Central Park is like a city of its own, with 843 acres of gardens, restaurants, lakes, rides, entertainment, sports, fishing, games, and more. Play on the adventure playground, take photos of the Alice in Wonderland sculpture, relax in the Arthur Ross Pinetum, visit Belvedere Castle, and more. Want someone to show you around? The Central Park Conservancy offers free guided tours.
Battery Park runs from Battery Pl. to South St.
This commuter ferry runs from Battery Park to Staten Island and is completely free. Not only will you get a complimentary boat ride along the New York Harbor, you'll also have the chance to see some big-name sites, such as the Statue of Liberty and Ellis Island, as well as photo-worthy city skyline views.

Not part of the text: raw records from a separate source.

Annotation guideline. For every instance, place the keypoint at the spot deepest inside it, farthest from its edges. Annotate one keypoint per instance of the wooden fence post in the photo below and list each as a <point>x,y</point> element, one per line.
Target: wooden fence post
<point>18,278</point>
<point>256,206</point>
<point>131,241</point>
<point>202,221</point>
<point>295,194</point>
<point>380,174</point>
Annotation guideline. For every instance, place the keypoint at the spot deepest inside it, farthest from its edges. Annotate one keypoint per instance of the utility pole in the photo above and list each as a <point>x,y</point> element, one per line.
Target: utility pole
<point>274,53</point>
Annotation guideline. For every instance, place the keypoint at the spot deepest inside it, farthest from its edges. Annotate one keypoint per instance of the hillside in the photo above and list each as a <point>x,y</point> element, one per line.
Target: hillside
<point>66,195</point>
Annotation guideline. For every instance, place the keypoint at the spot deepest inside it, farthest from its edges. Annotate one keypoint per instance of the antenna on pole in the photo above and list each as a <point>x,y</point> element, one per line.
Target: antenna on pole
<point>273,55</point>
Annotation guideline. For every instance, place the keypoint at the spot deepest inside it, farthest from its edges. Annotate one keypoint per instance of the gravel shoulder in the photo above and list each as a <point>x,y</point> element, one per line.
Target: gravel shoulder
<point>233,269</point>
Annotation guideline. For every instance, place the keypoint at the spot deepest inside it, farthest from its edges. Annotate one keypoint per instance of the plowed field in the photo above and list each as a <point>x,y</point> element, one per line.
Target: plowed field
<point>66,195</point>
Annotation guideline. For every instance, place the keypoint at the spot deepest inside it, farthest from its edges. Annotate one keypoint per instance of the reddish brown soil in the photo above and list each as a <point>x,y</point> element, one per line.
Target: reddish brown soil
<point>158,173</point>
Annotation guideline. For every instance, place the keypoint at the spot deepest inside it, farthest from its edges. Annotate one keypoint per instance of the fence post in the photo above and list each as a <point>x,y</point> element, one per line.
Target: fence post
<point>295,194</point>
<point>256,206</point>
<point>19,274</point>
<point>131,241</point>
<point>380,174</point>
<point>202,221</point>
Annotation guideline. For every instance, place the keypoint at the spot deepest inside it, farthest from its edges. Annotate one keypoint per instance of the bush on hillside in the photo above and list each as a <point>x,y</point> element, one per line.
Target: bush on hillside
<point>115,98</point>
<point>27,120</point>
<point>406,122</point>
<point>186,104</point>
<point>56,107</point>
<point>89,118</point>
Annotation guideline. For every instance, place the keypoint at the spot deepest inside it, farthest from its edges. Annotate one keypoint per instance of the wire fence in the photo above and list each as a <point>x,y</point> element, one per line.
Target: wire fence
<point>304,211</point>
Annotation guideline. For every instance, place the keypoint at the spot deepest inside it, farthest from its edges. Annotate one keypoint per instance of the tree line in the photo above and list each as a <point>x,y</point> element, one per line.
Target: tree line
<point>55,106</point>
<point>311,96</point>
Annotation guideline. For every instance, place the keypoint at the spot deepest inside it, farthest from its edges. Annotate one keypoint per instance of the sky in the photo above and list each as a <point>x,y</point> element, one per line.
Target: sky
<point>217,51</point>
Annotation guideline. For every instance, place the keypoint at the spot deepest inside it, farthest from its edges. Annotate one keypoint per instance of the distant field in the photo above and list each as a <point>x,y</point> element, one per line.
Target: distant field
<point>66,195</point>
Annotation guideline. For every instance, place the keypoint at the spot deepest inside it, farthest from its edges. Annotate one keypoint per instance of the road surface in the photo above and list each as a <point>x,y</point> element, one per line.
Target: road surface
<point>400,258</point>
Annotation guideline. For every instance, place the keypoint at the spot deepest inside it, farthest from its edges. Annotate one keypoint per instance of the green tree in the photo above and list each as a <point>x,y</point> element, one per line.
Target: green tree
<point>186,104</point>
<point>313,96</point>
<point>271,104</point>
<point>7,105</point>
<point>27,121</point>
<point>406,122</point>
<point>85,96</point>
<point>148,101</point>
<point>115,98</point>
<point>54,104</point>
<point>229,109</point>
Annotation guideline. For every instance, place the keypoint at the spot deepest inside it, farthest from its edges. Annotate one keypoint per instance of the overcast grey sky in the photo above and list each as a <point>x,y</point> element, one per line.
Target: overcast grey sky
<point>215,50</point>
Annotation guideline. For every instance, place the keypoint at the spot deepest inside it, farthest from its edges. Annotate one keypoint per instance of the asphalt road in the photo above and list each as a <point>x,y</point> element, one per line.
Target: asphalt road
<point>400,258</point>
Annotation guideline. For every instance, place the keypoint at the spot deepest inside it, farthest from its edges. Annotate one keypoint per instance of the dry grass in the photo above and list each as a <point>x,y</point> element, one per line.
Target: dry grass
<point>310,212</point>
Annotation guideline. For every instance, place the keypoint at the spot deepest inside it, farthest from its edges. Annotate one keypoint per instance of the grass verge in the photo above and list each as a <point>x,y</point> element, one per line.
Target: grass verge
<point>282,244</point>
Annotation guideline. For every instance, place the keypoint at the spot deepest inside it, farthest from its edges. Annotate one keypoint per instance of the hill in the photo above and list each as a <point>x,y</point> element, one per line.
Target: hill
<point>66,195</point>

Experience contemporary art at the Swiss Institute
18 Wooster St., between Canal St. and Grand St.
While most of the museums and art galleries in New York have discounted and free days, the Swiss Institute of Contemporary Art is always free. While the original mission of the institute was to showcase Swiss art and artists for a predominantly Swiss audience, it has now become an "innovative international venue for art that provides a significant forum for cultural dialogue between Switzerland, Europe, and the United States".
Also worth mentioning is that some of the best museums and art galleries in the city have a "suggested donation" as the admission, meaning you can pay what you can afford. Some of these include the American Museum of Natural History and the Metropolitan Museum of Art.
Explore the New York Public Library
5th and 42nd St. in Midtown
If you're thinking there is nothing worthwhile to see at a library, then you have never been to the New York Public Library. In addition to its extensive collections, ranging from Accents and Dialects to Women's Studies to Immigration and beyond, the library also features music, movies, classes, and museum exhibits.
Visit St. Patrick's Cathedral
Fifth Ave., between 50th and 51st
According to Heather Cross from About.com, St. Patrick's Cathedral first opened to the public in May of 1879. With the capacity to seat 2,200 people, it is the largest Gothic-style Cathedral in the United States. There are many opportunities to attend mass, as they are held at multiple times every day of the week.
Attend a live jazz performance at Rue B
188 Avenue B., East Village
Seven nights a week at 9PM, you can head over to Rue B for live jazz music. While the performers rotate, Thursday nights they feature their own in-house musician, Henry, a cabaret singing piano player who will perform standards, classics, and even pop covers.
Take pétanque lessons in Bryant Park
Between 40th and 42nd and 5th and 6th
For those who don't know what pétanque is, it's a French ball game that involves throwing metal balls as close as possible to the "cochonnet" (a smaller wooden ball). Most games are played in teams, and the New York City pétanque club, La Boule New Yorkaise, will teach you the tips and tricks you need to know to be successful at the game. Stop by Bryant Park Monday-Friday from 11AM-6PM for your free lesson.
Eat free food at The Mark Bar
1025 Manhattan Ave. at Green St., Greenpoint, Brooklyn
Dining doesn't have to be expensive in New York anymore. Everyday from 6PM on enjoy free pizza at this laid back bar. On Sundays, The Mark Bar also offers free bagels and coffee, perfect for nursing a New York style hangover.
Tour the Chelsea Brewing Company
Chelsea Piers, Pier 59, W 19th St. at the Hudson River
Every Saturday, from 2PM-6PM, Manhattan's only active brewery gives free tours. Not only that, but at the end of the tour visitors will get a free beer sample and will have the chance to ask questions to brew experts.
Learn the art of theater
254 W. 29th St., between 7th and 8th
A few times a month, the Magnet Theater hosts a free workshop lead by trained instructors called Intro to Improv. No experience is necessary and all are welcome to participate. Would you rather watch a show than actually perform in one? The Magnet Theater offers tickets from $5-$10, which many times will include multiple shows.